Wednesday, May 17, 2006

Education gets another subject: Patriotism

The Diet begins debate on the basic education law for the first time since its inception in 1947. One of the features that may change as a result would be the additional burden of instilling a sense of patriotism in students. Schools would be in charge of fostering public spirit, tradition, and patriotism if the law were to change as expected. You can find the links I googled here.

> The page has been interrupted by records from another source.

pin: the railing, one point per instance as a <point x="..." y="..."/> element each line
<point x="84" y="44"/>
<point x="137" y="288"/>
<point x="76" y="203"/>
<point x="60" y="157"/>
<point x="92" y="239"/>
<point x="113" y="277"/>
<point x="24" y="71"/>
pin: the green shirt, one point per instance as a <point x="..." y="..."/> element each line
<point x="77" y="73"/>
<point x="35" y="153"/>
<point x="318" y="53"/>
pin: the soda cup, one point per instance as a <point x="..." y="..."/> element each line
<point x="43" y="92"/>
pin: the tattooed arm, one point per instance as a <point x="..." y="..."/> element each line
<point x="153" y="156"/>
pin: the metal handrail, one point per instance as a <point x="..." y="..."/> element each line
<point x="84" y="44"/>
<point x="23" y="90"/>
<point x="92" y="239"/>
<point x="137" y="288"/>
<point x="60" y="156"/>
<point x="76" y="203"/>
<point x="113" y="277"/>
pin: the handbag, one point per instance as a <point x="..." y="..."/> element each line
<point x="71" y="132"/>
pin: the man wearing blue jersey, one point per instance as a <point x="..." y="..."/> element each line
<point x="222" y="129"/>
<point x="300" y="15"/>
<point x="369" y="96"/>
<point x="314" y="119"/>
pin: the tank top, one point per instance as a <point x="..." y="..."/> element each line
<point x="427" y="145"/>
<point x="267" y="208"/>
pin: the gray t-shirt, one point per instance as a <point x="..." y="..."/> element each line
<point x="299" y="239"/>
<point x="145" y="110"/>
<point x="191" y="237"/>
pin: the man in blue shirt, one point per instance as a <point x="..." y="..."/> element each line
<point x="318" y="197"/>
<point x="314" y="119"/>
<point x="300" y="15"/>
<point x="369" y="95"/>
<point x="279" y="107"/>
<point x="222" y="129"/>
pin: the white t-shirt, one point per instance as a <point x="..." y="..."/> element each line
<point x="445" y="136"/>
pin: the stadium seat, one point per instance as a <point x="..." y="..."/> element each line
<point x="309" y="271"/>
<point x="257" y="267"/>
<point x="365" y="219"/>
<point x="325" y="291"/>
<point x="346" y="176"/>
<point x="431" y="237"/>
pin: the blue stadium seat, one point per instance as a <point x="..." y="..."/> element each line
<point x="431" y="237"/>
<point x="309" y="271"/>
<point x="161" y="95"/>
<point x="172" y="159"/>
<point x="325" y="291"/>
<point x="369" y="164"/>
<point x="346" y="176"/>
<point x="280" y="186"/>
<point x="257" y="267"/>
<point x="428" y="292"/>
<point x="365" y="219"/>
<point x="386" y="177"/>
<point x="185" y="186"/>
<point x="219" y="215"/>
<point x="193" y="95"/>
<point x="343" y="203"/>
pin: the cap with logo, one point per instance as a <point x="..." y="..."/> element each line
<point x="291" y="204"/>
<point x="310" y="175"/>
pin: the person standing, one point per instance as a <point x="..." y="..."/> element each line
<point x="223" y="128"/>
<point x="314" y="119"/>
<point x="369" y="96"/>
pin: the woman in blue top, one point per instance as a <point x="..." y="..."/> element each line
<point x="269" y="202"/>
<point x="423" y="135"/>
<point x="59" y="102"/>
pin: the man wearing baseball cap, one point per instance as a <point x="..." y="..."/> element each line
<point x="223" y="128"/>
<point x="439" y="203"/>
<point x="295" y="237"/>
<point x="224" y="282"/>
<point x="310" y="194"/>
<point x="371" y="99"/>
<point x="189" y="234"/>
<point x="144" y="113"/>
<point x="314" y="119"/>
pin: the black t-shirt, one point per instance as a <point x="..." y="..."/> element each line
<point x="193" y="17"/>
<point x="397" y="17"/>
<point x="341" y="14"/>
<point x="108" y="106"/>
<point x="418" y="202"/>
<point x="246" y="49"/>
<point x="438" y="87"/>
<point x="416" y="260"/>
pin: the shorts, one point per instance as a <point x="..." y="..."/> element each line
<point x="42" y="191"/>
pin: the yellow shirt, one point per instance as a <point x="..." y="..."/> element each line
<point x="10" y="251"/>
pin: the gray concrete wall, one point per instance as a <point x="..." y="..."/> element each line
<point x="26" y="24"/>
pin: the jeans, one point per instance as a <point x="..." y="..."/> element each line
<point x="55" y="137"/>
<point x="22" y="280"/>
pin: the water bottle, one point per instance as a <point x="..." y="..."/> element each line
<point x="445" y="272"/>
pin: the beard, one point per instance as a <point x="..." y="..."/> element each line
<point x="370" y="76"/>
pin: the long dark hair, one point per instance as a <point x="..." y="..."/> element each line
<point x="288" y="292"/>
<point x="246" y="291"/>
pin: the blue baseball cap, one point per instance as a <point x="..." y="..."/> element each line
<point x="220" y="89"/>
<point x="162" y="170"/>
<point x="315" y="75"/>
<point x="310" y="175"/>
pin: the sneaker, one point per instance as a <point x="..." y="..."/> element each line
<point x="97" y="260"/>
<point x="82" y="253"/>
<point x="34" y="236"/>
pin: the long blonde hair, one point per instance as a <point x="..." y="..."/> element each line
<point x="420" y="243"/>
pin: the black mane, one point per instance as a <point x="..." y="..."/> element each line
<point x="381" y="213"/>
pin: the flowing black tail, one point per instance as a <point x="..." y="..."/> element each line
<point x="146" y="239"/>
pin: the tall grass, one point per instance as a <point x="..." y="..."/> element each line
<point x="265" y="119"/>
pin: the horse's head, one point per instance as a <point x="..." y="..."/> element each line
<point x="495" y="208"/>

Patriotism is fine. I don't mean weird, flag waving, love-it-or-leave-it, Bushesque "if you criticize the war you are unpatriotic" stuff. A good healthy understanding that simply by being born in some countries, those people are born with a silver spoon in their mouths and owe it to the rest of the world to do what they do best and do it for humanity. The children of modern Japan being one of those. It's fine to be proud of the place of your birth.

I doubt whether public education is the place to instill those values, though. Public education has always been a place where ideas of patriotism are knocked around to various degrees. In America kids say, or at least said when I was a school boy, the Pledge of Allegiance. Here there is more and more of that, but the country didn't even have a national anthem or flag until recently.

Public education doesn't even do a very good job with readin', writin' and 'rithmatic. Leave the patriotism to the family or institutions like the Scouts and let schools get on with the basics.

2 comments:

Anonymous said...

I don't really want to get into who should/shouldn't be promoting patriotism but I would point out:

Public schools are precisely the place where one would expect THE STATE to advocate/promote love of THE STATE. Sure, love of one's native land is not necessarily the same as love for the government ruling the land, but don't they often go together...which is what makes patriotism so offensive to some folks.

5330 said...

I agree, daniel, that public schools are the place where one would expect the state to promote itself. I'm going to write a follow-up to this post.